Thousands of prisoners have been shaving their heads and chests to donate hair to help mop up the Philippines’ worst oil spill, officials said on Wednesday.
The collection was in response to a nationwide drive by the government to amass tons of hair and feathers to absorb more than 50,000 gallons of industrial fuel that leaked from a tanker when it sank off the central island of Guimaras on Aug. 11.
A Japanese salvage ship was expected to arrive later on Wednesday to help determine the exact location and condition of the 998-ton Solar 1 under about 2,100 feet of water, Coast Guard chief Arthur Gosingan said.
The 15,000 inmates at a maximum security prison in southern Manila, including 1,000 on death row, began donating hair on Tuesday as health officials ordered the evacuation of residents of a fishing village on Guimaras due to health risks.
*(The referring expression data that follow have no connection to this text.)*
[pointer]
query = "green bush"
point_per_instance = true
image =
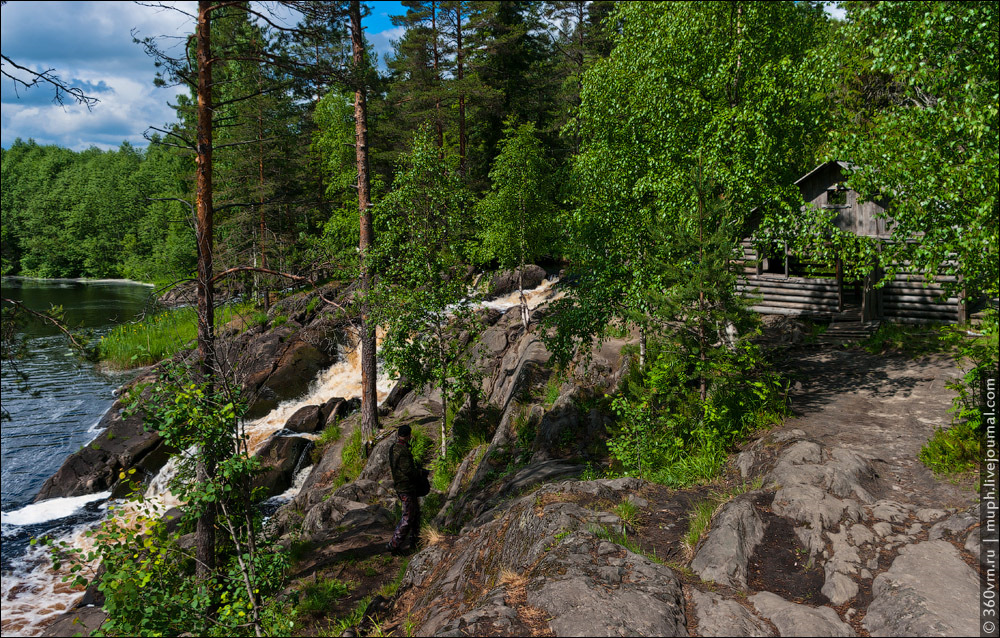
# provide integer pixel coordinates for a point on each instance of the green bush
(664, 431)
(958, 448)
(953, 450)
(160, 336)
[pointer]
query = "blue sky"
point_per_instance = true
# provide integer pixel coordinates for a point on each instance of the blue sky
(89, 44)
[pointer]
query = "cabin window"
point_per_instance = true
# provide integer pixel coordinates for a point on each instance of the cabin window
(775, 262)
(836, 197)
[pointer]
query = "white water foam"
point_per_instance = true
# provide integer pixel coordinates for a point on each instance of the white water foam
(34, 595)
(534, 297)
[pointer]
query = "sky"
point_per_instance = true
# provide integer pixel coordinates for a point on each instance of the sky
(89, 45)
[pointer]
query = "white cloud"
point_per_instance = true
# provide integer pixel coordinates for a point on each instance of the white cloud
(834, 10)
(383, 41)
(88, 44)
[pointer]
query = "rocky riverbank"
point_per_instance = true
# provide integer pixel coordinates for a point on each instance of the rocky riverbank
(826, 525)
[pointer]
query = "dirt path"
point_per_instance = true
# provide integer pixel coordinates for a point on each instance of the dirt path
(883, 407)
(852, 534)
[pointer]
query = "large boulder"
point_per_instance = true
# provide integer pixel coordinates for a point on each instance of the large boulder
(123, 443)
(928, 591)
(281, 456)
(77, 622)
(541, 564)
(283, 364)
(305, 420)
(736, 531)
(794, 619)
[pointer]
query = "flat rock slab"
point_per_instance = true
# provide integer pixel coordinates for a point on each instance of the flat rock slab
(78, 622)
(793, 619)
(717, 616)
(628, 595)
(736, 531)
(928, 591)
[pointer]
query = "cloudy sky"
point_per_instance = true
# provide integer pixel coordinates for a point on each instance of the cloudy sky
(89, 45)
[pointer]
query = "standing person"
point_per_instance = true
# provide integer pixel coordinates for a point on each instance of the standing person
(404, 479)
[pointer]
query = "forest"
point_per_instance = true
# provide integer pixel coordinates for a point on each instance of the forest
(755, 96)
(629, 146)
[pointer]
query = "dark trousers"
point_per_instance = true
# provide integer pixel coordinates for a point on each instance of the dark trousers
(409, 524)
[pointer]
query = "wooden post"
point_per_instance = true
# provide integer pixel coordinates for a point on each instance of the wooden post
(840, 285)
(369, 396)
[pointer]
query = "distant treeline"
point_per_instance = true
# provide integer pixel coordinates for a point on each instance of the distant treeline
(94, 213)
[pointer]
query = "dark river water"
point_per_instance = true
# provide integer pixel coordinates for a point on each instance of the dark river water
(57, 412)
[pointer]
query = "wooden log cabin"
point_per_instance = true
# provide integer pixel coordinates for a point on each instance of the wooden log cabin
(784, 283)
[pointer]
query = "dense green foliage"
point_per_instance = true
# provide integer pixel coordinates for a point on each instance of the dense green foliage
(91, 214)
(422, 226)
(635, 144)
(917, 115)
(149, 580)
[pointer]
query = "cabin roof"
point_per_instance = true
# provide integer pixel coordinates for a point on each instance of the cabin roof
(846, 166)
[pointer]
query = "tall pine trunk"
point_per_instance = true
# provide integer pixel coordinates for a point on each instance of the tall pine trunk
(369, 396)
(461, 96)
(205, 530)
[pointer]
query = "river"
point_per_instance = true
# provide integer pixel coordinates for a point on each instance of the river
(55, 414)
(60, 416)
“We’re collecting plenty of hair to send to Guimaras to solve the oil spill problem,” Vergilio Santos, 42, who is serving a murder sentence at New Bilibid Prison, told Reuters after his head was shaved by a barber.
“This is a contribution even though it’s a small part,” said Nigel Richard Gatward, a 37-year-old British national convicted of drug smuggling.
“It needs to be stopped,” inmate Bongbong Acoleds said of the spill, “and they said it could be stopped by hair.”
Hair salons help out, too
About 500 hair salons in metropolitan Manila have also joined the "Stop the Oil Spill" drive by collecting hair clippings from their shops, said Linda Francisco, president of the Salon Owners and Hairdressers Association Inc.
"We target at least 100,000 bags of hair," Francisco said. "We hope it can be a nationwide effort, not only of salons but also of volunteers who could share their time and donations."
She said her group plans to offer free cuts to students, starting with three public schools next week. One high school alone has 8,000 pupils.
The Coast Guard plans to put chicken feathers and human hair in sacks tied to bamboo poles as barriers along the coastlines of affected villages on Guimaras and in nearby Iloilo province.
Residents have been using rice straw in sacks to contain the oil slick, which has affected 46 villages on Guimaras and in Iloilo, as well as a marine reserve.
At least a 10th of the tanker’s cargo of 500,000 gallons of bunker oil initially gushed out, polluting beaches and the marine park with black sludge, but there have also been signs of fresh leaks from the sunken ship.
Stench forces evacuation
More than 40,000 people and 120 miles of coastline have been affected by the spill from the tanker, which was chartered by Petron Corp., the country’s largest oil refiner.
Health officials recommended the evacuation of residents living near the shore in Lapaz village on Guimaras after monitoring showed an increase in air pollution in the area from evaporating oil.
Some 96 families were asked to leave Lapaz on Wednesday, said village head Veronica Ortiz, adding that 24 families fled on Tuesday to stay with relatives elsewhere or in schools converted to temporary shelters in other parts of Guimaras.
“I can no longer stand the stench. It’s making me cough,” Emiliano Penaflor, 81, said as he gathered a few belongings.
Soldiers, who set up checkpoints in Lapaz, asked journalists to wear masks before entering the village.
“Our tests showed high levels of hydrogen sulfide, benzene and toluene,” Health Secretary Francisco Duque said. “Prolonged exposure to these can create health hazards to residents.”
Contaminated water could cause skin irritation, he added.
History of the hair idea
Using hair against the spill cropped up at a news conference, when a member of the environmental group Greenpeace pointed to an experiment in the United States that found human hair useful in cleaning up oil.
As the story goes, Alabama hairdresser Phil McCrory was watching coverage of the 1989 Exxon Valdez oil spill in Alaska. Noticing that an otter's fur was saturated with oil, he wonder if hair could help clean up oil.
He collected five pounds of hair from his shop, stuffed it in a pair of his wife's pantyhose, tied the feet together into a ring and put it in his son's wading pool with some oil. With some scientists' help, McCrory learned that hair doesn't exactly soak up the oil, but that oil clings to thousands of tiny scales on hair shafts.
He applied for a patent on the idea in 1993, and got it in 1995.
NASA engineers did some tests in 1998, showing that hair would indeed help clean up oil.
However, marine biologist Rex Sadaba of the University of the Philippines wasn't sold on using hair or even chicken feathers. He says materials like straw may be better since hair takes time to degrade, does not really absorb oil and may not be hygienic.
"I also don't agree with using feathers, because it stinks when it rots, and that will cause additional problems," he said.
Coast Guard Commander Harold Jarder said food and beverage giant San Miguel Corp. sent a ton of chicken feathers to Guimaras and was willing to provide more, but officials have stopped receiving them.
"It's difficult to handle," he said. "And the workers are complaining because of the stench."